KDE+

What is the KDE+ method?
The KDE+ method performs cluster analysis of traffic crashes (or other point events) within a network (road, railway...). It extends the kernel density estimation (KDE) by statistical significance testing and allows for the ranking of the resulting significant clusters.

What kind of inputs are needed?
All the data which are needed for the analysis performed by the KDE+ method are:

XY position or stationing of traffic crashes (or other point events) on the sections. The crashes (point events) which occur in intersections (junctions) should be excluded.
The network consisting of the sections (it is assumed that traffic volume is more or less constant in space within a single network section)

Is road segmentation necessary?
Road segmentation is not needed to apply the KDE+ method. In fact, we discourage from segmenting a road prior to the application of the KDE+ method, because it can distort results. For example, it can divide a hotspot. The sections of road network has to be divided between intersections, where traffic volume is changing.

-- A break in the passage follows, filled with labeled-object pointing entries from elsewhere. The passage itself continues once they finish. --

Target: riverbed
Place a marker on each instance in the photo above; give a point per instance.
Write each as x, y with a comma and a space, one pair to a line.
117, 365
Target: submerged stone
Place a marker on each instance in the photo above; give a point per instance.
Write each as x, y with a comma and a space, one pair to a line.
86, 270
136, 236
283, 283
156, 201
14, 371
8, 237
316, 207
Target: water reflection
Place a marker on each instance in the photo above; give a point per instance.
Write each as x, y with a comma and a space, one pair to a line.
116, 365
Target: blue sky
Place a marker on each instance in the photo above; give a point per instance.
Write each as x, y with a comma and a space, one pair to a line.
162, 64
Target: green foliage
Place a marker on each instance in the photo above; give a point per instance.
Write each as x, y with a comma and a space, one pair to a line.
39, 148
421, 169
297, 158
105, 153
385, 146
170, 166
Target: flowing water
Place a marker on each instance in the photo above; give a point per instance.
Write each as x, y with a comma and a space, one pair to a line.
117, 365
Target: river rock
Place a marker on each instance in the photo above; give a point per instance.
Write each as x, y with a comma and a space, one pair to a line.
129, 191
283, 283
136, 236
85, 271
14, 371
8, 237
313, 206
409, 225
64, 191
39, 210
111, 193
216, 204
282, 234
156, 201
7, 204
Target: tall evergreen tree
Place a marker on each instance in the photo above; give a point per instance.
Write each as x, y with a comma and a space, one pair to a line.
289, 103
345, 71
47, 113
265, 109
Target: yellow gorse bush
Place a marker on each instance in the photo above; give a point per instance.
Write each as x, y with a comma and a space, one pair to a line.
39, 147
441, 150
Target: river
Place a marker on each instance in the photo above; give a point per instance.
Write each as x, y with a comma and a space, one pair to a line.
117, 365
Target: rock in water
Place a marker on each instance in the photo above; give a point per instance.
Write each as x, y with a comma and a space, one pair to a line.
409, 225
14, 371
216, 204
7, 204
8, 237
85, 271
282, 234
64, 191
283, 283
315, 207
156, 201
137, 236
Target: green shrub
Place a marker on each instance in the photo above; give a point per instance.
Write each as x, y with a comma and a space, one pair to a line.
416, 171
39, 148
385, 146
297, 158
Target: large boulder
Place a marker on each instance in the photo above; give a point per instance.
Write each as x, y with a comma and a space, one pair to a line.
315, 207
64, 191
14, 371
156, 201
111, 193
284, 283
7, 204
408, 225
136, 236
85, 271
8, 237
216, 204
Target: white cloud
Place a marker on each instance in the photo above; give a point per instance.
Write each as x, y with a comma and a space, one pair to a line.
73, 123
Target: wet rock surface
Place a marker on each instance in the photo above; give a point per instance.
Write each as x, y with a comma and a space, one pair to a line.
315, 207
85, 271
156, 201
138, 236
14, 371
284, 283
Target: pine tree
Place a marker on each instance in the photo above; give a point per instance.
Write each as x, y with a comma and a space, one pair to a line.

Mitigation is only cost-effective at places where clustering of traffic crashes occurs due to a local factor. Other traffic crashes on a road segment represent noise with respect to the spatial pattern of traffic crashes, i.e. originating as a result of global causes (Fig. a). The second example (Fig. b) indicates road section segmentation which caused that all three segments have the same number (4) of traffic crashes. The segmentation system itself can therefore influence inputs to a model and thus the final results.

Input parameters of the KDE+ analysis in KDE+ toolbox for ArcGIS

Tolerance for snapping points to line features
Only points in the vicinity/neighbourhood of lines are considered in the calculations. The “tolerance for snapping” is the maximum distance from a point to a line defining this vicinity.

Bandwidth for KDE+ analysis
A smoothing parameter of the kernel density estimation. In general, values from 50 m to 500 m are recommended as far as traffic crashes are concerned. While lower values should be used for urban network, higher values are recommended for highways and motorway due to higher speed limit. Default value is 100 m, for line (road) segments in cities 50 Meters is recommended, for highways or motorways 150 m is recommended.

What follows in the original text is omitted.